This, as you might have realized is the basic of any CART (Classification and Regression Tree) building algorithm, but the devil lies in the details. The two key questions XGBoost addresses are:

How to assign prediction score to the leaves?
How to find a proper tree structure?

Let us know try to understand how XGBoost answers these two questions.

Assigning weights to the leaves

Mathematically, a tree can be represented as:

$f_t (x) = w_q (x)$

where $q(x)$ is a “directing” function which assigns every data point to the $q(x)^{th}$ leaf.

With this definition of a tree, we can describe the weight assigning process as:

Assign the data point $x$ to a leaf by $q$ .
Assign the corresponding score $w_q(x)$ on the $q(x)^{(th)}$ leaf to the data point.

Where $q(x)$ is the leaf index and the index set is defined as set of indices of the data points that are assigned to the $j^{th}$ leaf. We can write the index set as:

$I_j = \{i | q (x_i) = j\}$

The objective function can (again) be re-written as:

$Goal^{(t)} = \sum_{i = 1}^N [g_i f_t (x_i) + \frac{1}{2} h_i f_t^2 (x_i)] + \gamma T + \frac{1}{2} \lambda \sum_{j = 1}^T w_j^2$

where $N$ is the number of data points, but instead of writing the objective function as a summation of separate data points, we can write it in a fashion where we consider the summation of leaf weights. Thus the new representation becomes:

$Goal^{(t)} = \sum_{j = 1}^T [(\sum_{i \in I_j}) w_j + \frac{1}{2} (\sum_{i \in I_j} h_i + \lambda) w_j^2] + \gamma T$

(Since all the data points on the same leaf share the same prediction)

As you might have noticed, the above equation is a equation is a quadratic equation of $w_j$ . All that remains now is to find a solution to the quadratic equation to get a $\vec{w}$ vector which will optimize the objective. The solution is very simply:

$\vec{w_j} = - \frac{\sum_{i \in I_i} g_i}{\sum_{i \in I_j} h_i + \lambda}$

Then the corresponding value of $Goal$ becomes:

$Goal^{(t)} = - \frac{1}{2} \sum_{j = 1}^T \frac{(\sum_{i \in I_j} g_i)^2}{\sum_{i \in I_j} h_i + \lambda} + \gamma T$

Finding the proper tree structure

The algorithm to find a proper tree structure is in each split, the best splitting point is found that can optimize the objective. This is implemented as-

For each feature:

Sort the numbers.
Scan the best splitting point (more on this in the next section)
Choose the best feature.

Now let us try to understand the definition of “Best Split”:

Every time a split is made, a leaf node gets converted to an internal node. If a particular split improves the objective function, the gain for the split is positive, but if the split degrades the model, the gain is negative. So how do we calculate gain?

Let:

$I$ be the set of indices of data points assigned to a node.
$I_L$ and $I_R$ be the set of indices of data points assigned to the new left and right leaves respectively

So the gain becomes:

$gain = \frac{1}{2} [Goal(leaf_{left}) + Goal(leaf_{right}) - Goal(parent)] - \gamma$

$OR$

$gain = \frac{1}{2} [\frac{(\sum_{i \in I_L} g_i)^2}{\sum_{i \in I_L} h_i + \lambda} + \frac{(\sum_{i \in I_R} g_i)^2}{\sum_{i \in I_R} h_i + \lambda} - \frac{(\sum_{i \in I} g_i)^2}{\sum_{i \in I} h_i + \lambda}] - \gamma$

While building a tree, the best splitting point is found until the max depth (supplied as a parameter) is reached. The nodes with negative gain are deleted by pruning the tree in a bottom up manner. The intuition behind this is that it is okay to have a node with negative gain in the middle of the tree as the gain the might increase significantly down it’s child nodes.

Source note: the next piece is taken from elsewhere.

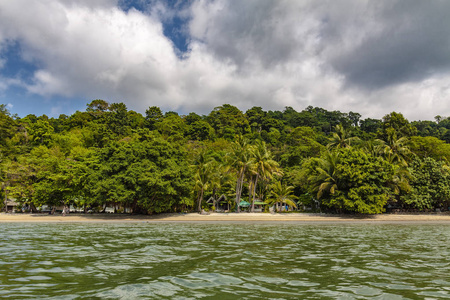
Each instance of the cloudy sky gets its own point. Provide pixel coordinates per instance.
(371, 57)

Note that this is an unique feature of XGBoost as traditionally, gain is measured by calculating Gini coefficient or by entropy matrix.

The Big Question (How to handle missing values)

The most unique feature of XGBoost is it’s inherent ability to handle missing values. For any kind of data set, handling missing values is always a challenge. There are both statistical and machine learning processes to impute missing values in a data set, but XGBoost avoids any such method all together. I will now make an attempt to describe how XGBoost handles missing values.

For each node, all the data points with missing values are:

Put to the left child node and the maximum gain is calculated.
Then they are put to the right child node and the maximum gain is calculated.
The direction with larger gain is chosen.

Hence every node has a default direction for missing values.

Gist

To sum it up in a few lines, the work flow of XGboost is:

For $n_{round}$ times do:

Grow the tree to the maximum possible dept.

Find the best splitting point.
Assign weights to the leaves.

Prune the tree from bottom up to delete nodes with negative gain.

8 Comments

Add yours →

Rohan Rao November 14, 2015 — 5:27 pm

Excellent read. Very nice capstone of XGBoost.

LikeLike

Aarshay Jain February 19, 2016 — 6:42 am

Very nice article. I really like the mathematical concepts explained. I have a question – how do we define the ‘gamma’ and ‘lambda’ for regularization in a classification problem? There is a parameter ‘gamma’ which is the minimum loss reduction required for a split. Is it related to the gamma in regularization? What bout lambda?

LikeLike

Aarshay Jain February 19, 2016 — 6:45 am

Very nice article, specially the mathematical context.

I have a question – How do we define regularization parameters ‘lambda’ and ‘gamma’ for classification?

I am using Python version of xgboost and I see a parameter ‘gamma’ which is the minimum loss reduction required for a split. Is it related to the regularization?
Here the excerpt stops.